J’ai reçu ce matin vos deux bonnes lettres et maintenant que j’ai mes soirées à moi et que je puis les passer dans ma chambre, je viens bavarder un peu avec toi. Excuse d’abord une faute inexcusable. Chaque année j’oublie la date de ta fête[1].  C’est une étourderie dont je te demande bien pardon. Ne crois surtout pas que ce soit indifference de ma part. Non pas. On ne vivrait pas si l’on ne se sentait près les uns des autres par la pensée. L’heure où je vous ecris est justement celle où vous êtes reunis à table Hugo, Suzie et toi après les fatigues et les tristesses de la journée. Je donnerais beaucoup pour m’asseoir un tout petit moment à coté de vous, enveloppé de securité et d’affection. Je comprends quelle impression douloureuse t’a causé la mort de ce blessé. Tout ça est affreux. Et dire qu’en temps de paix il se passe des choses semblables à coté de nous et que nous ne savons pas les voir et en souffrir.
Ces temps-ci j’ai mis à jour ma correspondance. Tu ne peux croire comme je suis entouré par tous mes amis. Presque chaque courrier m’apporte des lettres des 4 coins de France. On sent en particulier que ceux qui ne partent pas vivent beaucoup plus pour ceux qui partent ou qui vont partir que pour eux-même.
Dans 2 jours nous allons retrouver la paille et notre baraquement sera affecté aux blessés. C’est très juste. Je ne sais pas où ns allons percher. En tout cas ne te preoccupe pas ; ce sera moins confortable que le lit, mais je n’aurais pas froid. Surtout n’envoie pas de couverture ce serait parfaitement inutile. C’est une bonne idée par contre de m’envoyer un second caleçon en tricot de laine ; en campagne je serai peut être très heureux de pouvoir changer.

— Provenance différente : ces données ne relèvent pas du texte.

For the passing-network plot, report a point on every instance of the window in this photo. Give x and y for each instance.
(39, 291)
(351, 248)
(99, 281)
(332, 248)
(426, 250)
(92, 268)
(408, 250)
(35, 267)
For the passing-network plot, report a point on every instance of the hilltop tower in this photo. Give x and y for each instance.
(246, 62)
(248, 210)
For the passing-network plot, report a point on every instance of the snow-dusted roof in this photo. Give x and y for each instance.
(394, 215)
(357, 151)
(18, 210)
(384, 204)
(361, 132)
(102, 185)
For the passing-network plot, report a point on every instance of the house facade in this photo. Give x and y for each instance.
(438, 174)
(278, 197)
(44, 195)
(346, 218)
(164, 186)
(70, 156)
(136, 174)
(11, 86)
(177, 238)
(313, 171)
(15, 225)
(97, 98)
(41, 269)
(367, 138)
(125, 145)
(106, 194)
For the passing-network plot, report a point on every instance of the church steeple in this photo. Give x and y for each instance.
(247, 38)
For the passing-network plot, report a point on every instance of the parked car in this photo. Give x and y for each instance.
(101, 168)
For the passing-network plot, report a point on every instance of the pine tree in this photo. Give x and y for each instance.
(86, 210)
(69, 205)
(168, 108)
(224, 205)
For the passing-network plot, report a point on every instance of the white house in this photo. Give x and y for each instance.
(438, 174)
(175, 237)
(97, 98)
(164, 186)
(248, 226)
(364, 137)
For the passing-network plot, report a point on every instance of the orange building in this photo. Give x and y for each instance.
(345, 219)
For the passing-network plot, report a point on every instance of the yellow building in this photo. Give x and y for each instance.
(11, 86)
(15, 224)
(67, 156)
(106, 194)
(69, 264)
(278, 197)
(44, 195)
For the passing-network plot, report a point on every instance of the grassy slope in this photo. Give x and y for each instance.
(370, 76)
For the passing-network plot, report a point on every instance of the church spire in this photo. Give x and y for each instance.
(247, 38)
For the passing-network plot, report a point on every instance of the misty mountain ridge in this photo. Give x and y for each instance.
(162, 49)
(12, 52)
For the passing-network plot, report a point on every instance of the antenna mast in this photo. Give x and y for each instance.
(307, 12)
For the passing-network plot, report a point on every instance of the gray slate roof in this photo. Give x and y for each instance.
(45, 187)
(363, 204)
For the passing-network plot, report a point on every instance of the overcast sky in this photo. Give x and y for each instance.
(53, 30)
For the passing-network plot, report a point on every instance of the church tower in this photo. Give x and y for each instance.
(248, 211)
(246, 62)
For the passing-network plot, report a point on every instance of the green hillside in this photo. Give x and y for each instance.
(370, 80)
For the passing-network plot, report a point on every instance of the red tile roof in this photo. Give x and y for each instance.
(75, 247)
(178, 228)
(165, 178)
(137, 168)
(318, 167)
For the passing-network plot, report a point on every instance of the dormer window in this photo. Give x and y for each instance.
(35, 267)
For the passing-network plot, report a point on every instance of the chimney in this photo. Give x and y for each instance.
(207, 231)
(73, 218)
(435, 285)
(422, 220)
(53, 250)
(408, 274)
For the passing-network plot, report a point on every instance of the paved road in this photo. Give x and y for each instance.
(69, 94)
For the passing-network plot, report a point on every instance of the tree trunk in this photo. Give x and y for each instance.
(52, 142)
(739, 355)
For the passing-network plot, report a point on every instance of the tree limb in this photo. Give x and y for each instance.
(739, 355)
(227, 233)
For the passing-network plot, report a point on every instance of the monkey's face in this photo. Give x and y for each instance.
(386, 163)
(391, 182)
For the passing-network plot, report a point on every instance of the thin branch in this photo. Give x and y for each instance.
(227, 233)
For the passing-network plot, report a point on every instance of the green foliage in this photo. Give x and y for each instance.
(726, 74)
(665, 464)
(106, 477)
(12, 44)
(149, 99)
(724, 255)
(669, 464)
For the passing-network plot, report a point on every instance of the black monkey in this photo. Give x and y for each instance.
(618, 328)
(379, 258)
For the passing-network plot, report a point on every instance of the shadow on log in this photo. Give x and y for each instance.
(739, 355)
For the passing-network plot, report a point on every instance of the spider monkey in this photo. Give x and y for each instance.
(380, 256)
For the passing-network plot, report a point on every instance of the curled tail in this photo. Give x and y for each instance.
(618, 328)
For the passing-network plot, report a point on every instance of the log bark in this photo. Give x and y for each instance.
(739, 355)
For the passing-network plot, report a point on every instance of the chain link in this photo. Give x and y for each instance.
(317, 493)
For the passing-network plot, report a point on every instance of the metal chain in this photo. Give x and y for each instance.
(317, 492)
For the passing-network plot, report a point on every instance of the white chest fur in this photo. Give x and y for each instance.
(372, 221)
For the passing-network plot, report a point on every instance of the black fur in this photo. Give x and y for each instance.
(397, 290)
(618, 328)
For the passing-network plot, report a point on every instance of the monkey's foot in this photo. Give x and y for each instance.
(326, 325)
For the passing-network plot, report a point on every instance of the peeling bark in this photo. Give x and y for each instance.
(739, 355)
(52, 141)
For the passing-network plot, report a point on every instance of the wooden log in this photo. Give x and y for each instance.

Pour le moment je n’ai pas à me couvrir davantage.
Dimanche après nous être promenés un petit moment Moutet et moi je me suis surtout consacré à la correspondance. Le soir ns avons pris le café chez Mme Chabrol.
Mme Chabrol est une brave femme protestante de la Lozère, établie depuis de longues années  à Pont St Esprit avec son mari et sa fille Nous avons fait sa connaissance par hasard et c’est par son intermediaire que nous avons trouvé notre chambre. C’est chez elle que je laisserai mes affaires en partant ; tache de ne pas perdre son adresse :
Mme Chabrol
rue du Fort
Pont-St-Esprit
Veritable hospitalité de la Lozère. Ames simples et confiantes. Très isolées au point de vue religieux. Le père est de Pont de Montvert et connait Gourdouze.
Adieu ma chère Maman, remercie bien Suzon de sa lettre ; je tacherai de lui repondre un de ces jours. En attendant je vous embrasse tous très affectueusement.

Jean

[1] Le mot fête est ici utilisé dans le sens d’anniversaire. Mathilde était née le 10 octobre 1866.